Asco

Hace muchos años (¿2006?) con los “Musichicos” de entonces visitamos la cátedra de Clave del Conservatorio Nacional (hoy UNA).

Los niños -además de tener la experiencia de tocar y apreciar maravillados el hermoso sonido- recibieron una breve explicación del mecanismo del clavecín…

Seño: “En lugar de martillitos, como en el caso del piano, el clave tiene UÑAS que PUNTEAN las cuerdas”.

Sharon exclamó sorprendida: “¿UÑAS? ¡¡¡¡QUÉ ASCO!!!!” 
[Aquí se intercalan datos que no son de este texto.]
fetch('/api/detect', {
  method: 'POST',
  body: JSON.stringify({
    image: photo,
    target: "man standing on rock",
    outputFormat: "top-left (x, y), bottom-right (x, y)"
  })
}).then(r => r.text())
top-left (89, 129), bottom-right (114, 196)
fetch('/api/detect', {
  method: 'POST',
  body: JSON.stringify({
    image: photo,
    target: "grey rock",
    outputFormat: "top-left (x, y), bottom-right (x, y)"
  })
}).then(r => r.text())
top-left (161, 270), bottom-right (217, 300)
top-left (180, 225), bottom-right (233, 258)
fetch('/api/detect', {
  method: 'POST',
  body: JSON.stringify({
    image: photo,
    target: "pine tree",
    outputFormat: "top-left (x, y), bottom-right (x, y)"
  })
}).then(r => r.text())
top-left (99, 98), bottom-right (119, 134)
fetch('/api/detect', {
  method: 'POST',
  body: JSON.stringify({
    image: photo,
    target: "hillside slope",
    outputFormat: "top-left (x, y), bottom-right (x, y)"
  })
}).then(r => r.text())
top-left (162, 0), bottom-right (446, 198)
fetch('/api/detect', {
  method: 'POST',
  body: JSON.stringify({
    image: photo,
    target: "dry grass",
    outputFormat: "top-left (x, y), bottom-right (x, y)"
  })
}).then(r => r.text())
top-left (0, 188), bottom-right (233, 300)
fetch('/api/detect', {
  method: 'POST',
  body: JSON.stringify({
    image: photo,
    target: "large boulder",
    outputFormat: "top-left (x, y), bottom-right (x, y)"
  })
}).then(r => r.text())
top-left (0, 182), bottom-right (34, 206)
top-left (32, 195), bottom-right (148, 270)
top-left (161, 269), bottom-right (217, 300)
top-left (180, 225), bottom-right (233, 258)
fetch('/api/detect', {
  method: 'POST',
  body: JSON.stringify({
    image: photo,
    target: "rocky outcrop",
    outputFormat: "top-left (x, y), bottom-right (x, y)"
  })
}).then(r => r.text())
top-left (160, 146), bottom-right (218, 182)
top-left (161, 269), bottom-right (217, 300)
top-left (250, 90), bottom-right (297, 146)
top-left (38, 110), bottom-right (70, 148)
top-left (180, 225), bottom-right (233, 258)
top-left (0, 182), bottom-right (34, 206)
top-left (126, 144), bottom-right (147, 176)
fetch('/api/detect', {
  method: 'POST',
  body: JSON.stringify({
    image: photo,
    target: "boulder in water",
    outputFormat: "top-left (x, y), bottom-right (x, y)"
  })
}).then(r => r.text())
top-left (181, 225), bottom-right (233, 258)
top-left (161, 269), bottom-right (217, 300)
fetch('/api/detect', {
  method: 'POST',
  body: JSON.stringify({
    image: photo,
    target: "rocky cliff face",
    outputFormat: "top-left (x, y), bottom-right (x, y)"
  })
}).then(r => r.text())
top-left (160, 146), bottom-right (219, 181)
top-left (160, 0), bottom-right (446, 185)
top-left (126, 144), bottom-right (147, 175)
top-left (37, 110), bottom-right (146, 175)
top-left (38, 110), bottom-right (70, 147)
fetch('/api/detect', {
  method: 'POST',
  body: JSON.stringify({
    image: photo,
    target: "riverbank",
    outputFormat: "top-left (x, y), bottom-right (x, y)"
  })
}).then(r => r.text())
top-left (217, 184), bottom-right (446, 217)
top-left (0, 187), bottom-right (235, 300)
Tijeras con chocolate II (o Gnomos con naranjas).

Tengo la tarea de observar una clase de música en sala de 4. La docente, al iniciar la clase, les cuenta a los niños que “si se portan bien” al finalizar las actividades podrán ver algunos “videítos musicales”.

Esta propuesta resulta un disparador de comentarios inusuales, algunos lógicos, otros sorprendentes.

– “Una vez yo fui al cine”

– “Mamá me contó que vamos a ir a ver la película de Angry Birds”

– “Yo también”

– “Un día yo fui a la pileta del nono”

“A los gnomos le gustan las naranjas”

(creo que el comentario de este niño, aparentemente tan surrealista, fue provocado por la confusión de la palabra “nono” con “gnomo”).

Binoculares para el dolor

Hace unos días, y ya saliendo de la clase, conversaba con S. (6), que me preguntó muy curiosa si un doctor iba a sacar a mi bebito de la panza.

Cuando le conté que sí, se mostró preocupada “¿Y te va a cortar?” me preguntó. Y yo, afirmando y para despreocuparla, le dije que no se asustara: que el doctor me iba a dar “algo” para que ni el bebé ni yo sintiéramos dolor.

“Ah”, dijo segurísima: “te van a poner unos biculares”. 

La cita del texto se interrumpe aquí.